Unpack hive tar ball and set HIVE_HOME and HIVE_CONF_DIR (optional):

tar zxf hive-x.y.z.tar.gz
export HIVE_HOME=/path/to/hive
export PATH=$HIVE_HOME/bin:$PATH

3. Start metastore service
Hive uses hadoop, so must have hadoop in your path:

export HADOOP_HOME=<hadoop-install-dir>
export HADOOP_CONF_DIR=<hadoop-conf-dir>

In addition, you must use below HDFS commands to create /tmp and /user/hive/warehouse (aka hive.metastore.warehouse.dir) and set them chmod g+w before you can create a table in Hive.

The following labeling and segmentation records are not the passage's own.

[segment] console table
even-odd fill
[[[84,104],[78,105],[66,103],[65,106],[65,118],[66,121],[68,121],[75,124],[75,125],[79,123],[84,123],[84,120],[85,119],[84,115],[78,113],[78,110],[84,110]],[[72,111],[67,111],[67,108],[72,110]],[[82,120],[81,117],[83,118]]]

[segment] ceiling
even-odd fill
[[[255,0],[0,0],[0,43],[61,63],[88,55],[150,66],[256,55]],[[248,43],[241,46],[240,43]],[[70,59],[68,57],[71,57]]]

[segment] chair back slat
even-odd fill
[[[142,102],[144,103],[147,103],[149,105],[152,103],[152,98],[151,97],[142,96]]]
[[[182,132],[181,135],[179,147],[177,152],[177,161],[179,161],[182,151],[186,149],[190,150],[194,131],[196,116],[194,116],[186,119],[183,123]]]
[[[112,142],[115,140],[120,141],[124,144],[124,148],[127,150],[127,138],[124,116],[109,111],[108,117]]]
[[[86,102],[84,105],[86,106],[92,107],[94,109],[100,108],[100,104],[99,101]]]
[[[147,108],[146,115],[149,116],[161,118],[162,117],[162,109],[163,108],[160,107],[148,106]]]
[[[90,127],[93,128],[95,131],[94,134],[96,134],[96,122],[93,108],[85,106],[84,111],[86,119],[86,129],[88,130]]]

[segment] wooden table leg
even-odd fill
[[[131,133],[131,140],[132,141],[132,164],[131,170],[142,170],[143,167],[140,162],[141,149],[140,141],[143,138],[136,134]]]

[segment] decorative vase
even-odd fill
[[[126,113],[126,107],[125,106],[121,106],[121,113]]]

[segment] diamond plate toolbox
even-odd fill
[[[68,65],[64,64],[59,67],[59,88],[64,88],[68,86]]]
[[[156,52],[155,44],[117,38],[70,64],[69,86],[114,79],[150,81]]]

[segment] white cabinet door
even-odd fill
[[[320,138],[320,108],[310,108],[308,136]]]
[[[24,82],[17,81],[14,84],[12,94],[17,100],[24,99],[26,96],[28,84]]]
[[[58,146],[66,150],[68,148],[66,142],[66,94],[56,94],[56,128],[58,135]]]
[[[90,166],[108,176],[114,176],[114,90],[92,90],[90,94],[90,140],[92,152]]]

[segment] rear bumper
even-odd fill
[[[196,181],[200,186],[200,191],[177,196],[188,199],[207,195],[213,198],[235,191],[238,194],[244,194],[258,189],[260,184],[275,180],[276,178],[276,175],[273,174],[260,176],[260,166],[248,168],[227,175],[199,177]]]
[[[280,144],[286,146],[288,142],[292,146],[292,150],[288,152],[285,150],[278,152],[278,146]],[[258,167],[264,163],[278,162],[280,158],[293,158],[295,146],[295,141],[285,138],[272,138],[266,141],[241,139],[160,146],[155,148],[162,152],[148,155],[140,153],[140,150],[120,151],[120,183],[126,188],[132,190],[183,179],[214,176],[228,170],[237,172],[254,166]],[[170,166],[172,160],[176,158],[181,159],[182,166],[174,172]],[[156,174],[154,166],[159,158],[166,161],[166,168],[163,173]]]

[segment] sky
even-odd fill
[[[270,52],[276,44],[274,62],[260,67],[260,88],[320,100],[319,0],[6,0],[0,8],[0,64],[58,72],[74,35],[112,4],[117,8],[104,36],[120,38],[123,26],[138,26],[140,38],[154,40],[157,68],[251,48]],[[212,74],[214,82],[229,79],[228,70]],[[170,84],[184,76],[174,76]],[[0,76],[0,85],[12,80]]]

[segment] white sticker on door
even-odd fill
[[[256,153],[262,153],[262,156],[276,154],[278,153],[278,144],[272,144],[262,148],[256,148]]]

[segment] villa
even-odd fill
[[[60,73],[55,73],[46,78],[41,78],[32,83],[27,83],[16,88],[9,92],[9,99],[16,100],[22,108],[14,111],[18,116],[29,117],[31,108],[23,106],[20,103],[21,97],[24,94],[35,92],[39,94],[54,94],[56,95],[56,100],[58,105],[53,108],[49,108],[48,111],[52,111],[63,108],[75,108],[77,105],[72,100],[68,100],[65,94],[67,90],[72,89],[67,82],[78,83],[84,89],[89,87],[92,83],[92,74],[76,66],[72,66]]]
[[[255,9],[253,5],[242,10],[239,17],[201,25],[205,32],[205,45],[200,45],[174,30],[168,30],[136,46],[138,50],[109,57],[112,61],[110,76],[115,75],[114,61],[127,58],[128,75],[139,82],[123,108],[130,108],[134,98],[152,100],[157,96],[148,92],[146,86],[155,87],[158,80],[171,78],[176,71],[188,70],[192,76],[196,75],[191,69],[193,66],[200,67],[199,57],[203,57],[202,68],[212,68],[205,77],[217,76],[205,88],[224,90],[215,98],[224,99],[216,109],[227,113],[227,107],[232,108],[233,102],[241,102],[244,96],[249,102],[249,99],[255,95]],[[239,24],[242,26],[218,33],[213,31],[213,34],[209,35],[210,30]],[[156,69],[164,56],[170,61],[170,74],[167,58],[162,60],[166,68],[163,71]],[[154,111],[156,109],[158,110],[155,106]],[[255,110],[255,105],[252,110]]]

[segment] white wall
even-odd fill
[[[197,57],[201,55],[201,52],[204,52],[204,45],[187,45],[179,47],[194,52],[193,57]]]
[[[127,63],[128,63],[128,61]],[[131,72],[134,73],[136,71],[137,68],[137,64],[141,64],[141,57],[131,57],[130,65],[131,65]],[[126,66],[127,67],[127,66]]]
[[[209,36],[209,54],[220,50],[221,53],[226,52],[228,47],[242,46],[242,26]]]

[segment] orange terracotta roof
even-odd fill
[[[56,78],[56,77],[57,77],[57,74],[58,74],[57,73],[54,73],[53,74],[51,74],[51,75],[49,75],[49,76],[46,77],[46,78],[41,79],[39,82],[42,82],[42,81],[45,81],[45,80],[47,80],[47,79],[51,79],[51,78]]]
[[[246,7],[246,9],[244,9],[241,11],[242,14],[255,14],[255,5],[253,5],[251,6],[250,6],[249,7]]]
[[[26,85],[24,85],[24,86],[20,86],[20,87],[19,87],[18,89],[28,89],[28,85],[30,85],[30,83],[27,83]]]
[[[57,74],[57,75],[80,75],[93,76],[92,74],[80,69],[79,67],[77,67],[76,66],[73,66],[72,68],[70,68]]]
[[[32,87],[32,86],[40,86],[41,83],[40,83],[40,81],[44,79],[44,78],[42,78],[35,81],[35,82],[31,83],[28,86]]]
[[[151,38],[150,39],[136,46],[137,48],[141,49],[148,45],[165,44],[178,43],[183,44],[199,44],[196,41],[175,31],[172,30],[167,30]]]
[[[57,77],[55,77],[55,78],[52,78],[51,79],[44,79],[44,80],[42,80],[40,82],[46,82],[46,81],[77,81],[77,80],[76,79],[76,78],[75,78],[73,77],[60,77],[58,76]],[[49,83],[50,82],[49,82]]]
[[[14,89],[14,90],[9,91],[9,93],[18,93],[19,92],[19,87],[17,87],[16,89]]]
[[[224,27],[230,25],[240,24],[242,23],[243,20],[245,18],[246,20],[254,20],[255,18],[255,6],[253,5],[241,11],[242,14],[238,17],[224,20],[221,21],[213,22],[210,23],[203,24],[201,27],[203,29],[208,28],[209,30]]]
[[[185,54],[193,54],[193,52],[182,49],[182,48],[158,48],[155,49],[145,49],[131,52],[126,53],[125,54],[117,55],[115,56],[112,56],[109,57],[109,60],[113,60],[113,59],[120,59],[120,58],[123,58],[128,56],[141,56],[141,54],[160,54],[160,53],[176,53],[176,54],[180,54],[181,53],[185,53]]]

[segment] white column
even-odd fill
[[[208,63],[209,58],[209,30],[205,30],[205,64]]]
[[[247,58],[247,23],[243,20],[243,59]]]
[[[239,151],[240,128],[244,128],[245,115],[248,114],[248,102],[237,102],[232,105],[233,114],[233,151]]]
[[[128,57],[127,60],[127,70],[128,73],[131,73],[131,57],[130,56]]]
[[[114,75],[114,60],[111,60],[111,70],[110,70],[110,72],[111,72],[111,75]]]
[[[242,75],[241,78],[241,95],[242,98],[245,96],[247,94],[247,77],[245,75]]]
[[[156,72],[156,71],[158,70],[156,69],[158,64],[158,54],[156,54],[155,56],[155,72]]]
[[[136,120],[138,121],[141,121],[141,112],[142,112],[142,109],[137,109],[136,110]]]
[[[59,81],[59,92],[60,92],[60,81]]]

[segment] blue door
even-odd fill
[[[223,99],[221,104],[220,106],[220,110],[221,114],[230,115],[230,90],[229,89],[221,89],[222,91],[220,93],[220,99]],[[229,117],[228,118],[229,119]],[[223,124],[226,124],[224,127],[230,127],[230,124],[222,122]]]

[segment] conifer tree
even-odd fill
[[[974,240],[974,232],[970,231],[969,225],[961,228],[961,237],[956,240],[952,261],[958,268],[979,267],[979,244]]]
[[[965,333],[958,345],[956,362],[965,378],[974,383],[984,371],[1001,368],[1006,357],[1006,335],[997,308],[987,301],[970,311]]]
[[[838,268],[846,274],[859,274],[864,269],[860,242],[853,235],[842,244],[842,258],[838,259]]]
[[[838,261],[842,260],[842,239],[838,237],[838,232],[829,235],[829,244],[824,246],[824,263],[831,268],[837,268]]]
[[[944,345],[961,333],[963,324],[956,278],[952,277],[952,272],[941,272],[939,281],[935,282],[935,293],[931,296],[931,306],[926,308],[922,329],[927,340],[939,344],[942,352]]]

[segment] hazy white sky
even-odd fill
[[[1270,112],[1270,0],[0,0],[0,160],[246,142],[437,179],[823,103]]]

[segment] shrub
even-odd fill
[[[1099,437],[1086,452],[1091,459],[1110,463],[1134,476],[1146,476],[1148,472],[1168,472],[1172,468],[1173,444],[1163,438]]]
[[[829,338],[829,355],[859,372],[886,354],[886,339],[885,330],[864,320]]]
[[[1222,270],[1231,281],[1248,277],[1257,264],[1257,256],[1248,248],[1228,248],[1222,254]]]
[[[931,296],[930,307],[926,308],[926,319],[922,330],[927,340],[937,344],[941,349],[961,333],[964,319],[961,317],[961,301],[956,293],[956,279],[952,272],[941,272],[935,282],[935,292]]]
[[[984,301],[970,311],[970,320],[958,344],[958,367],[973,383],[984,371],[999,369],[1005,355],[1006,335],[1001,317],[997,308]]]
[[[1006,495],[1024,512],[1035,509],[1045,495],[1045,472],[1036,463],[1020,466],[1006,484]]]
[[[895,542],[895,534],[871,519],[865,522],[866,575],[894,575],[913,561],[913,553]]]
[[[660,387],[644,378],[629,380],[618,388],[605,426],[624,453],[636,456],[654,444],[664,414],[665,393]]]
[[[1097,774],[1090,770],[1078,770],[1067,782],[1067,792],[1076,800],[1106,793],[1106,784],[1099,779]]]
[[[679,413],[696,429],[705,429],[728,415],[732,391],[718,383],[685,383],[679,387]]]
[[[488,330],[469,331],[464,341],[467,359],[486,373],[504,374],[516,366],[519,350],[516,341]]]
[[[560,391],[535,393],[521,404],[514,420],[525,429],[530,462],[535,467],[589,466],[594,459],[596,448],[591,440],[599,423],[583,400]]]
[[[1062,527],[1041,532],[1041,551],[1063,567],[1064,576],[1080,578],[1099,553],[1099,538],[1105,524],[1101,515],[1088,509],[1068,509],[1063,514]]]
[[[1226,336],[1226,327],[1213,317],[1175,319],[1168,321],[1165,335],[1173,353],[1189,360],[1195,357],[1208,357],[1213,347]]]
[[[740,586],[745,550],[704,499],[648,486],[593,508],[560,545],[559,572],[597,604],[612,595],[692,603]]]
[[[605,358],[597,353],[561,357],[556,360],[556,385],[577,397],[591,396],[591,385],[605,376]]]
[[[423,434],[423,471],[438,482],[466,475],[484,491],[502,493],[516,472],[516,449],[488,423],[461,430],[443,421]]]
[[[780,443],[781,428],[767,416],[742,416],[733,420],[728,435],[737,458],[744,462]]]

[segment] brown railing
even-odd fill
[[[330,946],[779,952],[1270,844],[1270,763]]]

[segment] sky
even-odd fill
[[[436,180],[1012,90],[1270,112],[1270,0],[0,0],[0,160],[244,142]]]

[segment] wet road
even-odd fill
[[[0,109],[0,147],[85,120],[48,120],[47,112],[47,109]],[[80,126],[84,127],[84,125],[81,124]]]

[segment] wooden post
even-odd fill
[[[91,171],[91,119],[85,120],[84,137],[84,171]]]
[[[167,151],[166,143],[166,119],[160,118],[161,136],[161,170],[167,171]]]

$HADOOP_HOME/bin/hadoop fs -mkdir       /tmp
$HADOOP_HOME/bin/hadoop fs -mkdir       /user/hive/warehouse
$HADOOP_HOME/bin/hadoop fs -chmod g+w   /tmp
$HADOOP_HOME/bin/hadoop fs -chmod g+w   /user/hive/warehouse

Init database schema if you start metastore service for the first time:

$HIVE_HOME/bin/schematool -initSchema -dbType mysql

Then start hive metastore service:

nohup $HIVE_HOME/bin/hive --service metastore --hiveconf hive.log.file=hivemetastore.log --hiveconf hive.log.dir=/var/log/hive > /var/log/hive/hive.out 2> /var/log/hive/hive.err &

4. Smoke test hive

Open hive command line shell:

$HIVE_HOME/bin/hive [--hiveconf hive.metastore.uris=thrift://<host>:<port>]

Run sample commands:

show databases;create table test(col1 int, col2 string); show tables;

For convenience, we provide a docker tool to start a tiny hive metastore service, please refer to hadoop-docker.